Havia um casal tomando café. O rapaz, corpulento, deixava à mostra os músculos adquiridos à custa de muita academia. A moça, por sua vez, devia imitar o visual de alguma artista.

O balconista, que o conhecia e sabia que ele fazia questão de pagar as cachaças, até tentou avisar, mas não houve tempo. De uma sacada só, o rapaz desferiu o golpe.

Velho e moeda voaram para fora da padaria. Traçaram trajetórias opostas e um nunca mais encontrou o outro... Que merda de cidade, não se pode andar dez metros sem que alguém venha pedir esmola...

Uma moça e um senhor caminhavam em direção a um sobrado que ficava no fim de uma pequena rua sem saída. Ao entrar, a moça olhou a figura imóvel em frente à casa. O homem disse a ela:

- É só um velho de rua, não faz nada, está aí parado já faz muitos dias.

- Me pareceu estranho. Veja só o chapéu!

- Não, pode confiar, não reage a nada, nem a chuva, nem a sol. Até tentei dar um prato de comida, deixei aos pés dele e está lá, intacto até hoje, pode conferir - concluiu e entrou na casa, sendo logo seguido pela moça desconfiada.

Muito tempo depois, ela saiu do sobrado, dessa vez veio só e encarou novamente o velho. Este retribuiu o olhar. Ambos encararam-se até que ele se curvou e tocou o chão com o corpo.

Deve estar bêbado. Onde vamos parar com toda essa gente na rua?

...O mar arrebentando em ondas na praia de Peruíbe. Um feriado prolongado. A primeira vez que o menino viu o mar... Pode voltar para o quarto do hotel, Maria. O que está escrito no céu, no mar, na terra...

- Zé, dá um tempo homem! - falou o cunhado - Não venha com este papo de destino não. Poupa o menino dos teus defeitos.

- Tá certo. Vocês... você e a Maria tão certo... - Levou o copo à boca - Pedrinho! Pedrinho! Vêm cá, moleque! - chamou o filho.

- Zé, meu Deus, homem! Quê você vai fazer?

- Nada não... Pega aqui filho, pega a mão do papai. A vida do papai não é doce, filho. Num vai pelo mesmo caminho -  De uma golada, Zé entornou o resto do conteúdo do copo.

Ciclo. Condicionamento... Maria, esta carta que você encontrou.... Sistema. Regras definidas. Submissão... Será que o Zé escreveu isto mesmo, Maria?... De onde não se foge quando não se tem forças para fugir... Se for, Maria... Sistema que esmaga quando se deixa esmagar...O acidente... o táxi... foi o Zé... ele se matou.

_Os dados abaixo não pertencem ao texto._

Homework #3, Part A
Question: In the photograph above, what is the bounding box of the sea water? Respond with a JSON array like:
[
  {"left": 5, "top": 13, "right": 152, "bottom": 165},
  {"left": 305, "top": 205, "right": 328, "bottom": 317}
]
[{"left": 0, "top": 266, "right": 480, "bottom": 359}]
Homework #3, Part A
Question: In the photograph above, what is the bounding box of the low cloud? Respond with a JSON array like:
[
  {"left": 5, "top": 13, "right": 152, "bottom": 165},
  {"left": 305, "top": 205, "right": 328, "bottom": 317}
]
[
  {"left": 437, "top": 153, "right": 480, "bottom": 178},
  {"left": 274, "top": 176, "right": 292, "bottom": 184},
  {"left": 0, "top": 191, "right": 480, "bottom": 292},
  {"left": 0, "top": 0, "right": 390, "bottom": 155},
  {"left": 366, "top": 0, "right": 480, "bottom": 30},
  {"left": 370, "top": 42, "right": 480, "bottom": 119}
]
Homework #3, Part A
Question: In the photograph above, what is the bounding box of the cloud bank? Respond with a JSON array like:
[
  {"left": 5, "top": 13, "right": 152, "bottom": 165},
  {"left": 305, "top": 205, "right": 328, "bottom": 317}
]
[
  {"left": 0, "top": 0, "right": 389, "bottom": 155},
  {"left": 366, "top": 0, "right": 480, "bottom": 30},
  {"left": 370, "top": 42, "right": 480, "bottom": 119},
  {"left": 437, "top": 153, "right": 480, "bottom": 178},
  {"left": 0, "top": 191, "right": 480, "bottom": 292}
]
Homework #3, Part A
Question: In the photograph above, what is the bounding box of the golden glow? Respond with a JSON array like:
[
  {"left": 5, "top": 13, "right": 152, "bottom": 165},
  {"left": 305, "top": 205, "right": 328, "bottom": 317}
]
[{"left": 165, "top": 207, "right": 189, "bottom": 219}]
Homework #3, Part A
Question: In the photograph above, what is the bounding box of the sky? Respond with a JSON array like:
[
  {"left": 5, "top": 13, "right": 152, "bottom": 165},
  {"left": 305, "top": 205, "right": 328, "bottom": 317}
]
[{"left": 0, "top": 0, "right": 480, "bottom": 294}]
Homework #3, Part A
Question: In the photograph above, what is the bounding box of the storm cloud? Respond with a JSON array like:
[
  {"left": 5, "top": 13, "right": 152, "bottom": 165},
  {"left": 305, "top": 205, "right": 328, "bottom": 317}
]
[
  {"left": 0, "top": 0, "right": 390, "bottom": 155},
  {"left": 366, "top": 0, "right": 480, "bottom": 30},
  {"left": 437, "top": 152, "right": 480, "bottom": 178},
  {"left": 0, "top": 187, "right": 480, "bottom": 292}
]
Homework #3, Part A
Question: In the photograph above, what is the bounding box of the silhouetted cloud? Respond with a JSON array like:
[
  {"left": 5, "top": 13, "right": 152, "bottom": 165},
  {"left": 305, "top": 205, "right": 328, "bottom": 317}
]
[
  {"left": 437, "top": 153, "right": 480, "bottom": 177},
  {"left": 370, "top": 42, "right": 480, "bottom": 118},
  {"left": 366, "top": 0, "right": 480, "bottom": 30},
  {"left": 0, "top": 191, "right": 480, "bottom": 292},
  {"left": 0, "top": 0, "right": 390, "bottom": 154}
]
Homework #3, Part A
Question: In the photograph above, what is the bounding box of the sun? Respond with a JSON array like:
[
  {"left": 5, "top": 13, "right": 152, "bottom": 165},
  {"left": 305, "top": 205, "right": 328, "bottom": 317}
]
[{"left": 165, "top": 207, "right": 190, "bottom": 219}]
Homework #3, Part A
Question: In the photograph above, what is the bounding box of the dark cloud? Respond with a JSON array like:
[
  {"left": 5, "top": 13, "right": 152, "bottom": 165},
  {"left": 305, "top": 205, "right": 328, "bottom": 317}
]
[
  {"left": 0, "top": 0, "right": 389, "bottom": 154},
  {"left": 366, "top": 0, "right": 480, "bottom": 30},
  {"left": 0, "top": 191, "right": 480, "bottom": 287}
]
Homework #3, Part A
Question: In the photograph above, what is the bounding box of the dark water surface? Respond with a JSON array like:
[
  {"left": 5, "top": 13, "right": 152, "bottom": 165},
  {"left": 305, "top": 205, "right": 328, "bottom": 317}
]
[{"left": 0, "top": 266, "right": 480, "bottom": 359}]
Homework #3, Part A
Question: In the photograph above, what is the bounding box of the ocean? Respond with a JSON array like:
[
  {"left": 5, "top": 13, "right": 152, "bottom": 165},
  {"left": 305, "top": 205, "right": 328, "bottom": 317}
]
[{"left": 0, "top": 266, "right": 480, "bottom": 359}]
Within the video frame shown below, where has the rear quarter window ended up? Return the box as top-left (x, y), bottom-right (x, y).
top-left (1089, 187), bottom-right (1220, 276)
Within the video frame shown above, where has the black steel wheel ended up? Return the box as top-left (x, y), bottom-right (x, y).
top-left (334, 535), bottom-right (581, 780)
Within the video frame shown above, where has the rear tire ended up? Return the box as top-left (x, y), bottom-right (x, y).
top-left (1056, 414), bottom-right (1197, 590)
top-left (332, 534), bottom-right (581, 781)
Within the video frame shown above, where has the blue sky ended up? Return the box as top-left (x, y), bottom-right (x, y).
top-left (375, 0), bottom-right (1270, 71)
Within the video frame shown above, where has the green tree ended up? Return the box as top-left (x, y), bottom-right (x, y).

Ainda no chão, o velho virou-se e olhou para cima. Viu, pela última vez, um céu cheio de estrelas, como aquelas que via no colo do pai. Aos poucos tudo foi ficando escuro, mas as estrelas ainda estavam lá... Enxergava-as como nunca tinha feito; elas eram tão raras de se ver naquela grande cidade... tão raras quanto a primeira e única vez que ele viu o mar... tão raras quanto suas lembranças da infância... jamais doces.